La ampliación del subsidio a la tasa hipotecaria aprobada por el Senado es una señal clara para las miles de familias que llevan años intentando dar el salto desde el arriendo a la vivienda propia. Pero, ¿cuánto de este beneficio terminará efectivamente en el bolsillo del comprador?
Para una vivienda nueva de 5.000 UF y un crédito a 30 años, el esquema tradicional supone un pie de 20%, es decir, 1.000 UF. El comprador financia las restantes 4.000 UF a una tasa de 4%, con un dividendo cercano a las 19 UF. Con el nuevo esquema, la garantía estatal permite reducir el pie a 10%, es decir, 500 UF. El crédito aumenta a 4.500 UF, pero con una tasa de 3%. El resultado, de acuerdo con este ejercicio, es un dividendo prácticamente similar: en torno a las 19 UF.
Ahora, la familia necesita la mitad del ahorro inicial para comprar la vivienda. Para quienes llevan años juntando dinero para alcanzar las 1.000 UF del pie, no es un detalle menor, ya que puede significar adelantar la compra varios años. Sin embargo, si una política pública reduce la barrera de entrada y aumenta la capacidad de compra de las familias, ¿qué ocurre con los precios cuando existe un stock importante de viviendas nuevas sin vender?
A fines de junio había 99.600 viviendas nuevas disponibles para la venta, según cifras de la Cámara Chilena de la Construcción. En ese contexto, el subsidio puede contribuir a mover un mercado que lleva tiempo enfrentando una demanda debilitada.
Entonces, el beneficio puede tomar dos caminos. Puede traducirse en mejores condiciones para el comprador: menor pie, menor tasa y, eventualmente, oportunidades de acceder a viviendas que antes estaban fuera de su alcance. Pero también existe el riesgo de que parte de ese mayor poder de compra termine reflejándose en los precios de las propiedades. No porque las inmobiliarias decidan aumentar automáticamente sus precios. Aquí influyen el stock, la ubicación, el tipo de vivienda, los costos de construcción, el acceso al crédito y la urgencia por vender.

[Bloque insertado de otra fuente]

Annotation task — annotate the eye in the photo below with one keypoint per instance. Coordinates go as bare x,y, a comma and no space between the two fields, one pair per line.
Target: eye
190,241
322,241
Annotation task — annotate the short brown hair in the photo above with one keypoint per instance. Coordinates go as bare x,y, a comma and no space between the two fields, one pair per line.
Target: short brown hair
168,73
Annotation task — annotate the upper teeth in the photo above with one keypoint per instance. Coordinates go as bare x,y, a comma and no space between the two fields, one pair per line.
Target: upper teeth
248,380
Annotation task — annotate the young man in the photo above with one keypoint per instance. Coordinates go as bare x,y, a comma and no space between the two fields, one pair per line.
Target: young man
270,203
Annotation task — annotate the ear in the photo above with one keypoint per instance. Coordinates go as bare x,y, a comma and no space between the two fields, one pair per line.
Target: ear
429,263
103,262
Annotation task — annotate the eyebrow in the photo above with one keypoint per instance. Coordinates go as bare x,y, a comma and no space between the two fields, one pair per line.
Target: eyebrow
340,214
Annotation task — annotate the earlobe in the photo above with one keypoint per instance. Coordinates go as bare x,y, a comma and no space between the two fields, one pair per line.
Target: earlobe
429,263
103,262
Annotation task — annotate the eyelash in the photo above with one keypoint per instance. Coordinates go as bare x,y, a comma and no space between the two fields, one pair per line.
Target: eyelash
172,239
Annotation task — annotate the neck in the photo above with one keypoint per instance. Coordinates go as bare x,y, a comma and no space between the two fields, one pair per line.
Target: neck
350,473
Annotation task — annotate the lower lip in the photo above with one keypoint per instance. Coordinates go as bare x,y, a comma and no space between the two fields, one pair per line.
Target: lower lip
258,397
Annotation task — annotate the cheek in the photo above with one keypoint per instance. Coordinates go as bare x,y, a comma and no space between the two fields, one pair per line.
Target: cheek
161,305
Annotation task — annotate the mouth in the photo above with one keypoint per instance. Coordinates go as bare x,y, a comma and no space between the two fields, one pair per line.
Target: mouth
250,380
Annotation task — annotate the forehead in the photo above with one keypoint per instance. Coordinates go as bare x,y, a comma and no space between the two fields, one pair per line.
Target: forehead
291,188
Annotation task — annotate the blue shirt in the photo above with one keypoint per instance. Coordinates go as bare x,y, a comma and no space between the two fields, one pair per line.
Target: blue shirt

De hecho, un mercado con mucho inventario también puede generar el efecto contrario: que las empresas utilicen estas nuevas condiciones para acelerar ventas, liquidar stock y recuperar inversión. Por eso, creo que la discusión no debería quedarse únicamente en si el dividendo baja o si el pie se reduce. Un indicador clave será la mejora en la capacidad efectiva de las familias para acceder a una vivienda.
Porque si una familia pasa de necesitar 1.000 UF a 500 UF para comprar su casa, el cambio es enorme. Pero si esas 500 UF adicionales de capacidad de compra terminan absorbidas por un mayor precio de la propiedad, el impacto será bastante menor. También hay una segunda dimensión: entrar con un pie más bajo significa comenzar la vida hipotecaria con un mayor nivel de endeudamiento. En el ejemplo anterior, son 500 UF adicionales de deuda.
Por eso, el éxito de esta política no debería medirse solamente por la cantidad de créditos que se cursen o por la velocidad con que se cursen. Antes, deberíamos preguntarnos cuántas familias que no podían comprar lograron finalmente hacerlo, a qué precio compraron, cuánto terminaron pagando por su crédito y qué ocurrió con los precios de las viviendas del programa.